Download or read book Religion and Popular Culture in America, Third Edition written by Bruce David Forbes and published by Univ of California Press. This book was released on 2017-03-01 with total page 459 pages. Available in PDF, EPUB and Kindle. Book excerpt: The connection between popular culture and religion is an enduring part of American life. With seventy-five percent new content, the third edition of this multifaceted and popular collection has been revised and updated throughout to provide greater religious diversity in its topics and address critical developments in the study of religion and popular culture.
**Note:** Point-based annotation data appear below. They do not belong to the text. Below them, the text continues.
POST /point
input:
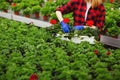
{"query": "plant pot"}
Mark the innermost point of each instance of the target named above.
(27, 16)
(37, 15)
(16, 12)
(45, 18)
(6, 11)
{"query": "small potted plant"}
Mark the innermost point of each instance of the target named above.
(27, 12)
(36, 11)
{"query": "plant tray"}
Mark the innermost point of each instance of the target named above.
(5, 15)
(115, 42)
(77, 39)
(38, 23)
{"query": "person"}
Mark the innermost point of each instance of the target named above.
(83, 11)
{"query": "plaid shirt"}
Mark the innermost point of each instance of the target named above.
(78, 7)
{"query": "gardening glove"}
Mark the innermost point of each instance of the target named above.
(78, 27)
(65, 27)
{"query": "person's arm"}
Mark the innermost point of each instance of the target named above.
(101, 18)
(67, 8)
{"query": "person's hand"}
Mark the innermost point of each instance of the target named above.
(65, 27)
(93, 27)
(78, 27)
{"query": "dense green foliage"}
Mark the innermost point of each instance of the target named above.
(26, 49)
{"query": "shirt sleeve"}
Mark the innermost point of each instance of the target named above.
(101, 17)
(67, 8)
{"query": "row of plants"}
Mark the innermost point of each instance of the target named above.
(29, 7)
(29, 52)
(112, 21)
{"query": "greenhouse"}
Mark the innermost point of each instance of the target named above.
(34, 44)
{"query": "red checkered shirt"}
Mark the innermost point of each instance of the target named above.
(78, 7)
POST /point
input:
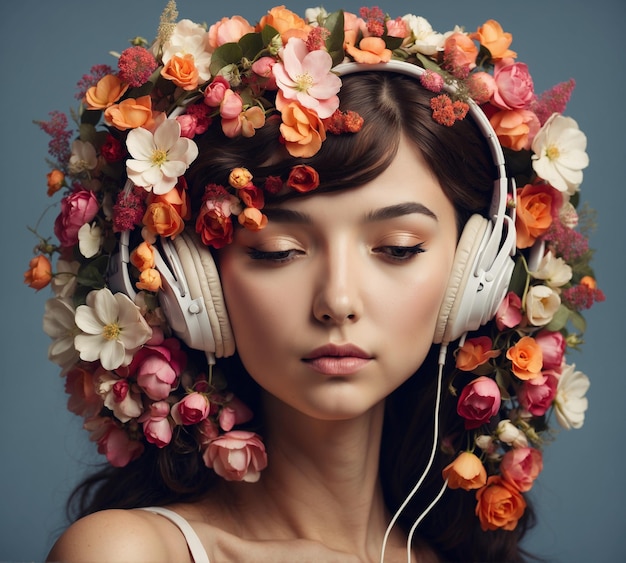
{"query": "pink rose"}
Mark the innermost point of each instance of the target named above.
(536, 395)
(521, 466)
(158, 367)
(478, 402)
(193, 408)
(234, 412)
(237, 456)
(553, 347)
(156, 426)
(214, 92)
(515, 89)
(228, 30)
(509, 313)
(78, 208)
(112, 441)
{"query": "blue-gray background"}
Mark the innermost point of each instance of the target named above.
(46, 46)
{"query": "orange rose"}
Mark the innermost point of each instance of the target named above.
(492, 36)
(149, 280)
(182, 71)
(535, 209)
(39, 273)
(527, 358)
(143, 256)
(475, 352)
(302, 130)
(56, 180)
(515, 128)
(287, 23)
(499, 505)
(105, 93)
(130, 113)
(371, 50)
(466, 472)
(252, 219)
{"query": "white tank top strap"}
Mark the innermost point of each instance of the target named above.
(198, 553)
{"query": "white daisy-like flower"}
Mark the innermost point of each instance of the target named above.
(59, 324)
(570, 402)
(90, 239)
(159, 158)
(554, 271)
(112, 329)
(559, 153)
(423, 38)
(83, 157)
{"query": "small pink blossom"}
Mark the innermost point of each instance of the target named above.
(78, 208)
(305, 76)
(237, 456)
(478, 402)
(521, 466)
(192, 409)
(509, 313)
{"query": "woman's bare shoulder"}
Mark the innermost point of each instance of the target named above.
(120, 535)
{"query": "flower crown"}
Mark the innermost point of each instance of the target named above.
(123, 168)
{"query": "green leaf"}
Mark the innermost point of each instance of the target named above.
(559, 320)
(229, 53)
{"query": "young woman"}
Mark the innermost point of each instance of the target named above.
(360, 221)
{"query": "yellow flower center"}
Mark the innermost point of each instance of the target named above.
(553, 152)
(111, 331)
(304, 82)
(159, 157)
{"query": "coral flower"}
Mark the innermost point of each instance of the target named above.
(465, 472)
(159, 158)
(305, 76)
(112, 329)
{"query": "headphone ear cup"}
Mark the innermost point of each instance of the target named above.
(465, 260)
(203, 281)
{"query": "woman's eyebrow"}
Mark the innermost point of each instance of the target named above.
(399, 210)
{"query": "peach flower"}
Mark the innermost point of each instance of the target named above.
(105, 93)
(493, 37)
(527, 358)
(228, 30)
(182, 71)
(536, 207)
(252, 219)
(302, 130)
(371, 50)
(474, 353)
(499, 505)
(287, 23)
(465, 472)
(39, 272)
(515, 128)
(130, 113)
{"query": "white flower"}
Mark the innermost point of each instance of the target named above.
(422, 39)
(189, 38)
(126, 404)
(90, 239)
(554, 271)
(159, 158)
(64, 280)
(112, 329)
(559, 153)
(570, 402)
(83, 157)
(58, 324)
(541, 304)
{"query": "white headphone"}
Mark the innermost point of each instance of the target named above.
(192, 298)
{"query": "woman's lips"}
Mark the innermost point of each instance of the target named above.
(333, 359)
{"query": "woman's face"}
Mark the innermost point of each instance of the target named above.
(334, 304)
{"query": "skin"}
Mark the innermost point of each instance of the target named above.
(369, 267)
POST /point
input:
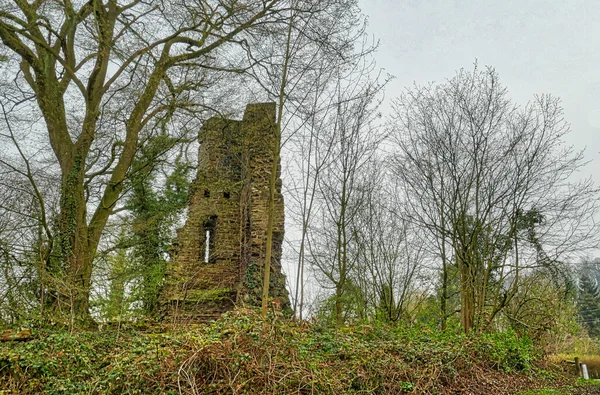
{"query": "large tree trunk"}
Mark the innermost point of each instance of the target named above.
(73, 293)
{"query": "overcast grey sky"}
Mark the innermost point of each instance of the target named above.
(537, 46)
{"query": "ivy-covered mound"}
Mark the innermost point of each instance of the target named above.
(244, 353)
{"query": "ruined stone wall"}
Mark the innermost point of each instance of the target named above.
(229, 199)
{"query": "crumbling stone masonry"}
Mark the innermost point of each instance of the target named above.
(219, 253)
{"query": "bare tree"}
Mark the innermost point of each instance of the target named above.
(491, 182)
(101, 74)
(344, 185)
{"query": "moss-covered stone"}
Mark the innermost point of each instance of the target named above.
(221, 247)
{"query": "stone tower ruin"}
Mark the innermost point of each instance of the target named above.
(218, 256)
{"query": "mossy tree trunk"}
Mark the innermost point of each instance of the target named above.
(63, 54)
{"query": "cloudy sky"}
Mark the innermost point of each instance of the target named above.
(537, 46)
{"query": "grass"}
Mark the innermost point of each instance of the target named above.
(244, 353)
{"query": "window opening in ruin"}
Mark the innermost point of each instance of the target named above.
(207, 251)
(209, 239)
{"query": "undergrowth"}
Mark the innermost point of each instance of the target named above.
(243, 353)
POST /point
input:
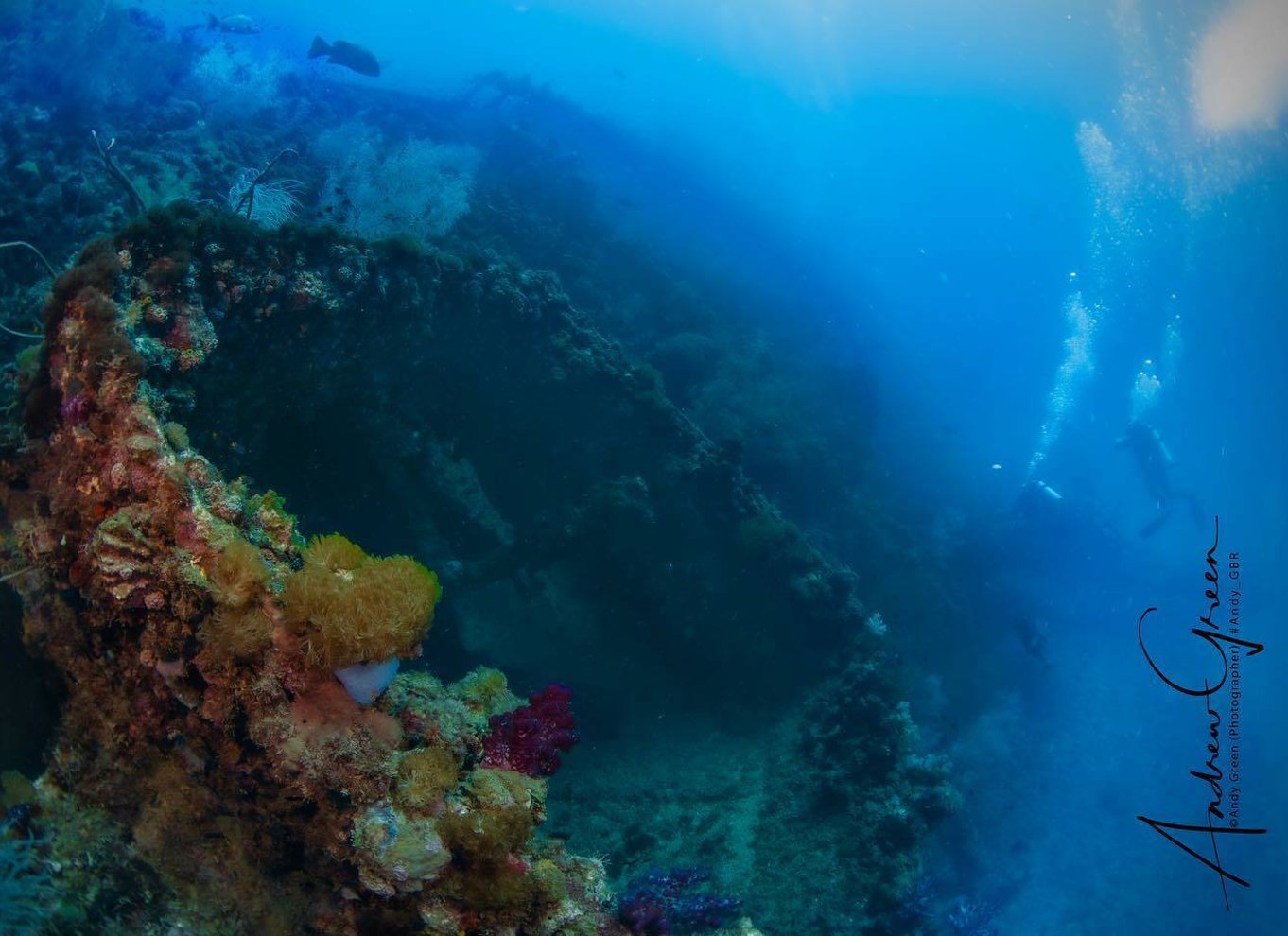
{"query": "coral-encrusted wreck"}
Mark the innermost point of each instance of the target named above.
(200, 636)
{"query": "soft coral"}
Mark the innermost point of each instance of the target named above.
(530, 737)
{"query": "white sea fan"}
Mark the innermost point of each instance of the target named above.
(276, 201)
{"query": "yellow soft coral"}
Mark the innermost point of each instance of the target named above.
(353, 608)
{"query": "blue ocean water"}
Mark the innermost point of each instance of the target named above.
(986, 302)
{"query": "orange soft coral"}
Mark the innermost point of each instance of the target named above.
(353, 608)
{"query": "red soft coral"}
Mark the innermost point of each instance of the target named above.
(530, 737)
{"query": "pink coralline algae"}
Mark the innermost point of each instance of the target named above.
(529, 739)
(75, 409)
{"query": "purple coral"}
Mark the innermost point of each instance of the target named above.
(75, 409)
(657, 904)
(530, 737)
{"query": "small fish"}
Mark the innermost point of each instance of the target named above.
(353, 57)
(1035, 639)
(238, 24)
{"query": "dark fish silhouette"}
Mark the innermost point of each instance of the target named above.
(237, 22)
(353, 57)
(1035, 639)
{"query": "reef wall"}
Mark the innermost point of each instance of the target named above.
(459, 409)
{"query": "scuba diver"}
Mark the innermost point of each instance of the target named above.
(1155, 463)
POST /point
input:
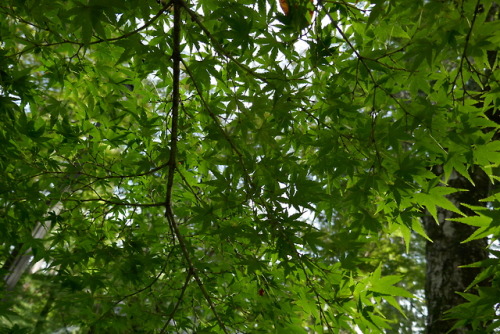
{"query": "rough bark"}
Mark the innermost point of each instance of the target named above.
(446, 254)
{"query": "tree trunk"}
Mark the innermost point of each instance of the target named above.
(446, 254)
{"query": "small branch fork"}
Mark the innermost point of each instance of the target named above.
(172, 165)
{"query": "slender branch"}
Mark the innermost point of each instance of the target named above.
(220, 49)
(464, 52)
(126, 35)
(169, 214)
(144, 205)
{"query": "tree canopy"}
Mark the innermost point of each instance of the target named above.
(209, 166)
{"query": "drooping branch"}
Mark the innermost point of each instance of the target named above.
(172, 163)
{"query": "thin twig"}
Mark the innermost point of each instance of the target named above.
(169, 214)
(98, 41)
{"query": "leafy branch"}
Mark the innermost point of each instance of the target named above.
(169, 214)
(98, 41)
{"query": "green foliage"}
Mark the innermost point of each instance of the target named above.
(275, 186)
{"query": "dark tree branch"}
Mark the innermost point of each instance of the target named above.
(169, 214)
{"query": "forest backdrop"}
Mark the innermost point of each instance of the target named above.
(250, 166)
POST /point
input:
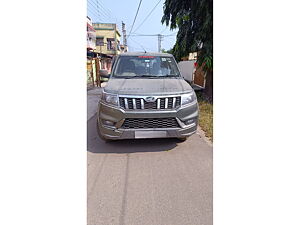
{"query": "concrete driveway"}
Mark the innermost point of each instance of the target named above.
(151, 181)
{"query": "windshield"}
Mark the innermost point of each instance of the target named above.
(145, 66)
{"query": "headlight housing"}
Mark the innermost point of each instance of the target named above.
(111, 99)
(188, 98)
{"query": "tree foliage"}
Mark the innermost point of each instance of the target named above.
(194, 20)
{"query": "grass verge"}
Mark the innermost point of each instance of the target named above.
(206, 116)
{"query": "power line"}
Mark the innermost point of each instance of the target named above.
(135, 17)
(147, 16)
(139, 44)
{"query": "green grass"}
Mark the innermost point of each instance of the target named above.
(206, 116)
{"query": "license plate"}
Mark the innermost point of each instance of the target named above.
(150, 134)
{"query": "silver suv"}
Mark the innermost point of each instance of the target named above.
(146, 97)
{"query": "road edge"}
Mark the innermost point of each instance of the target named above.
(202, 135)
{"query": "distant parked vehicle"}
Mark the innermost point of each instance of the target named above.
(192, 74)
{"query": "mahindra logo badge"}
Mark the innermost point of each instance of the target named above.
(150, 99)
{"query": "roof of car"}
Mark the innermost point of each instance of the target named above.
(145, 53)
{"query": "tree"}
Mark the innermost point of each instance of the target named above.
(194, 20)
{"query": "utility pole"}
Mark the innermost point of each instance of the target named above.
(124, 36)
(159, 37)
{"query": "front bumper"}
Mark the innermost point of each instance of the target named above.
(118, 115)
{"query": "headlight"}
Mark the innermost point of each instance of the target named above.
(109, 98)
(188, 98)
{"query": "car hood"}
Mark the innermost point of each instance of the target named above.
(147, 86)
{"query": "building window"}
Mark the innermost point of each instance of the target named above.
(110, 44)
(99, 42)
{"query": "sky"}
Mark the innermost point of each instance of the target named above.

Ideal for classroom use, this expanded volume gives increased attention to the implications of digital culture and the increasingly interactive quality of popular culture provides a framework to help students understand and appreciate the work in diverse fields, methods, and perspectives contains an updated introduction, discussion questions, and other instructional tools

The Oxford Handbook of the Bible and American Popular Culture

The Oxford Handbook of the Bible and American Popular Culture
Author :
Publisher :
Total Pages : 615
Release :
ISBN-10 : 9780190461416
ISBN-13 : 0190461411
Rating : 4/5 (16 Downloads)

Book Synopsis The Oxford Handbook of the Bible and American Popular Culture by : Dan W. Clanton (Jr.)

Download or read book The Oxford Handbook of the Bible and American Popular Culture written by Dan W. Clanton (Jr.) and published by . This book was released on 2020 with total page 615 pages. Available in PDF, EPUB and Kindle. Book excerpt: The study of the reciprocal relationship between the Bible and popular culture has blossomed in the past few decades, and the time seems ripe for a broadly-conceived work that assesses the current state of the field, offers examples of work in that field, and suggests future directions for further study. This Handbook includes a wide range of topics organized under several broad themes, including biblical characters (such as Adam, Eve, David and Jesus) and themes (like Creation, Hell, and Apocalyptic) in popular culture; the Bible in popular cultural genres (for example, film, comics, and Jazz); and "lived" examples (such as museums and theme parks). The Handbook concludes with a section taking stock of methodologies and the impact of the field on teaching and publishing. The Oxford Handbook of the Bible and American Popular Culture represents a major contribution to the field by some of its leading practitioners, and will be a key resource for the future development of the study of both the Bible and its role in American popular culture.